Research:Claim Selection for WikiGrok

This page documents a research project in progress.
Information may be incomplete and change as the project progresses.
Please contact the project lead before formally citing or reusing results from this page.

WikiGrok is an experimental MediaWiki feature used by the Mobile team to increase user engagement in mobile devices. The goal in WikiGrok is to provide an opportunity for engagement to users who are willing to lightly engage in contributions to Wikipedia over mobile devices.

To lower the threshold for participation, WikiGrok should be equipped with millions of questions that are easy to answer by humans on mobile devices and yet, not easy to answer by machines. This research aims to propose a methodology for finding a series of questions that the Mobile team can ask users for experimentation in the short-run as well as a methodology for finding such questions more systematically and in the long-run, and based on the result of the short-term experimentation.
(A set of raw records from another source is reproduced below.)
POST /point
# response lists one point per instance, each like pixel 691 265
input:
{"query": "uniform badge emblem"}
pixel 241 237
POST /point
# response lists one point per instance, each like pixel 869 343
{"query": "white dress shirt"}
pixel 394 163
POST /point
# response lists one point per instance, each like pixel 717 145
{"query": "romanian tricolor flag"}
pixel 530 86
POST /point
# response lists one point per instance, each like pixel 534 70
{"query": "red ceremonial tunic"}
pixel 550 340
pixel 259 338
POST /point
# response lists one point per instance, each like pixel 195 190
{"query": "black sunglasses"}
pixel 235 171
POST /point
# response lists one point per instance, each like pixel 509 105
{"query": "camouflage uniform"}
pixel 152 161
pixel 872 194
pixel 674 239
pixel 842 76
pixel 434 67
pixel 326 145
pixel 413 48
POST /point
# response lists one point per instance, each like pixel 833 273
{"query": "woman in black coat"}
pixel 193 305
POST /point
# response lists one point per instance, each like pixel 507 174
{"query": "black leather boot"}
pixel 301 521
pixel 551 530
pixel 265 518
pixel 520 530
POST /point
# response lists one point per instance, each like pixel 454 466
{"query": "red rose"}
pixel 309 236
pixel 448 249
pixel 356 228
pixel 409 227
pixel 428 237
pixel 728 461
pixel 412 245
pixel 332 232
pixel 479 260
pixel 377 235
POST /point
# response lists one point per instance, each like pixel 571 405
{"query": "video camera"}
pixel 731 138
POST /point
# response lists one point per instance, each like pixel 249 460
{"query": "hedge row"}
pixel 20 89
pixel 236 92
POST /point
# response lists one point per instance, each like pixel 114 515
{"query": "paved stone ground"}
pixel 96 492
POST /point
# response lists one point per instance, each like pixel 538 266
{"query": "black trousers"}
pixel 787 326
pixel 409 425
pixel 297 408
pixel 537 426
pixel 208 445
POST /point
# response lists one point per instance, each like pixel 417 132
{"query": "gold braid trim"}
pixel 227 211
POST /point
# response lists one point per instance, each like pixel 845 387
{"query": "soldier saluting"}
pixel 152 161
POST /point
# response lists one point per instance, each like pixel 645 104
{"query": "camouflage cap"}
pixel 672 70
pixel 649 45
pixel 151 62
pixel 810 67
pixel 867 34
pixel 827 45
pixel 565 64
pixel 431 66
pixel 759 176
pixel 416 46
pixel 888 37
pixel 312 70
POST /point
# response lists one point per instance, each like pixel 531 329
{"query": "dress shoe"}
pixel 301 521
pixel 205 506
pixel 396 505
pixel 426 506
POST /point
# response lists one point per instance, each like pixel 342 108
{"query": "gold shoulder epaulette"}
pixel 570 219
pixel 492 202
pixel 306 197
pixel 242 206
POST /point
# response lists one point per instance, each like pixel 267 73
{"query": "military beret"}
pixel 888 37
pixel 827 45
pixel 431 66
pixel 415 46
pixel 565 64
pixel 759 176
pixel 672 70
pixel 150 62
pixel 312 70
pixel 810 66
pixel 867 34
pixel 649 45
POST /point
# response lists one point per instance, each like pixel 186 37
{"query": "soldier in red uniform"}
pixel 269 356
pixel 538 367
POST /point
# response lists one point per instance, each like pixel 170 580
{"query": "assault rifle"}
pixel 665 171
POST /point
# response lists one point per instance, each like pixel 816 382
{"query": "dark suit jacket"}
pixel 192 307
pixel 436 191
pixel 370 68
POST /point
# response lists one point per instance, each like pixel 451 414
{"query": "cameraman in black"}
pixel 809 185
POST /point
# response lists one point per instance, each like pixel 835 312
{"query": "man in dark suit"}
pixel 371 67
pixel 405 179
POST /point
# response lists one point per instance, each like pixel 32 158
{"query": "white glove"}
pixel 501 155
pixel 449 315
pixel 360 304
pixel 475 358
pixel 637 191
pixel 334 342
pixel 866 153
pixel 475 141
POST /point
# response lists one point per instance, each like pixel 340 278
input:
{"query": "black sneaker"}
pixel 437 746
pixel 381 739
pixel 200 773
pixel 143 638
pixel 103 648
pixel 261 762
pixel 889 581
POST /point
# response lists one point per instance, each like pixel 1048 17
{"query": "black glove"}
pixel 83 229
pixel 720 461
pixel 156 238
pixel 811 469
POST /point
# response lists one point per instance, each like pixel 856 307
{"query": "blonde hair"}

Questions based on Wikidata Claims edit

We started by identifying the number of English Wikipedia articles (items) in the class tree of person, organization, event, work, place, and term, as some of the main Wikidata classes. The result is shown in the following table:

class Item code no. items
person Q215627 1259119
organization Q43229 203796
event Q1190554 47048
place Q3389680 7946
term Q1969448 22122

A sample API query used to compute the above number for class person is:

http://wdq.wmflabs.org/api?q=claim[31:%28tree[215627][][279]%29]%20AND%20link[enwiki]&noitems=1

Given that "person" has the highest number of articles affected, we decided to focus on questions related to human, Q5, an instance of person. To this end, we considered all the items in class of human and their corresponding claims. We then counted the number of co-occurances of claims and identified all those claims that co-occure more than 1000 times in English Wikipedia. (Note that the choice of 1000 is arbitrary. At the point of doing the research, such a threshold provides us with 794 claim pairs to consider, excluding pairs that include instance of, P31. Using the list, we identified potential questions of interest. For example, we know that on English Wikipedia the co-occurance of politician (occupation) and lawyer (occupation) is 5900 times. One natural question to ask users on all politician pages is "Is this person a lawyer?". This is a question that a machine cannot answer easily, while a human reading the Wikipedia page of a politician should be able to answer relatively easily based on the information already available in the page or previous knowledge.